Tragedy Girl - Christine Hurley Deriso Page 0,5

“What was wrong?” I ask. Then the lightbulb goes off over my head. This is the guy Melanie was telling me about yesterday … the guy whose girlfriend died over the summer.

“Just … kind of a panic attack,” he explains, still averting his eyes. “It wasn’t as dramatic as it sounds; I just felt really claustrophobic all of a sudden and needed some air. I was okay after lying down a few minutes.”

I nod. “I know the feeling. Your friend didn’t seem very sympathetic.”

Blake’s eyebrows knit together. “Oh, you mean Jamie? Nah, he didn’t mean anything by that.”

“Well. Nice to meet you.”

He nods, his eyes still doleful.

I take a few steps down the hall, then suddenly pivot and face him again. “Hey, Blake?”

He glances up.

“Feel better … okay?”

He gives me a thumbs-up sign as his deep-set eyes turn warm.

Warm … but so incredibly sad.

“So, that guy you were mentioning yesterday—how did you say his girlfriend died?”

Melanie forks a piece of lettuce and pops it in her mouth. “Drowned. In the ocean.”

Her friend, Lauren, leans closer into our lunch table. “You know Blake?” she asks me.

I shake my head. “Not really. I met him at my locker this morning, and Melanie mentioned yesterday that his girlfriend died over the summer.”

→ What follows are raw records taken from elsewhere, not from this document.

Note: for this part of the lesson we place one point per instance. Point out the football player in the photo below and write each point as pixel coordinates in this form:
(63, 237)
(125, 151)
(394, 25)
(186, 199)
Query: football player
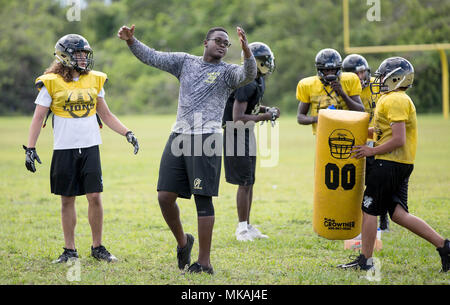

“Natalie informed Anne yesterday that Blake is off limits,” Melanie tells Lauren conspiratorially, and they share a knowing smile.

“Natalie’s like a narc,” Lauren says to me. “Only instead of sniffing out druggies, she sniffs out hot new girls so she can put them on notice: no sucking up her oxygen! She’s got dibs on all the studs, even though none of them give her the time of day.”

The girls study my reaction, then grin. “You’re blushing!” Melanie tells me, and I squeeze my eyes shut and shake my head.

“Sorry; you’re the hot new girl whether you like it or not,” Lauren says. “The word is out. I’ve even heard some numbers bandied about. I think the consensus is you’re a solid eleven. And this is on a ten-point scale, mind you.”

I cringe. “Please.”

“You truly can’t handle attention,” Melanie says.

“Change of subject?” I plead, and the girls laugh good-naturedly at my mortification. Why, oh why, did I bring up Blake in the first place? That’s what started all this, which probably made me look like some kind of boy-crazy twit. I just can’t get his sad eyes off my mind …

“Okay, new subject,” Melanie says. “Why did you move here? Somebody’s job? What do your parents do?”

I smile wanly. “Not much. They’re dead.”

The girls gasp.

“Dead?” Lauren says. “Both of them?”

I nod. “They died in a car crash last spring. I moved here to live with my aunt and uncle.”

“Oh god,” Melanie says. “How do you … what do you … ?”

I’m used to this kind of shocked-speechless response, but I know what she means: How do you go on without your parents? What steps are involved in moving on with your life when your foundation has been ripped from underneath you? I offer the answer I’ve learned from experience: “You remind yourself to breathe,” I say.

And I mean it. When I have absolutely no idea how to go on, I talk myself through the process of inhaling, then exhaling. Somehow, one breath leads to another, and another, then another … Inhale, exhale, repeat. If Melanie is looking for any cosmic wisdom or helpful platitudes, she won’t learn them from me. I don’t know how to make sense from nonsense, or order from chaos, or happiness from misery. I haven’t learned any of those lessons yet, and I kind of doubt I ever will. I’ve just learned to remind myself to breathe.

“I’m so sorry … ” Lauren says in barely a whisper.

“Thanks. But I’m okay. Truly.”

An awkward moment hangs in the air, and then Melanie says, “No wonder you and Blake connected.”

Connected? Did my offhand comment earlier insinuate that we connected? Did we connect? I feel excruciatingly transparent.

“Hey, he’s a really nice guy,” Melanie adds, seeming to intuit my self-consciousness. “In fact, I heard he was going to the bonfire Friday night, that he’s finally ready to start getting out again. We should go. I’ve got a semi-major crush on his best friend. Speaking of whom … ”

Our eyes follow Melanie’s as Blake walks into the cafeteria with the guy who demanded his notes back when I met him at our lockers.

“That’s his best friend?” I ask.

“Mmmmmm,” Melanie replies, her eyes still on the two of them. “Jamie Stuart.”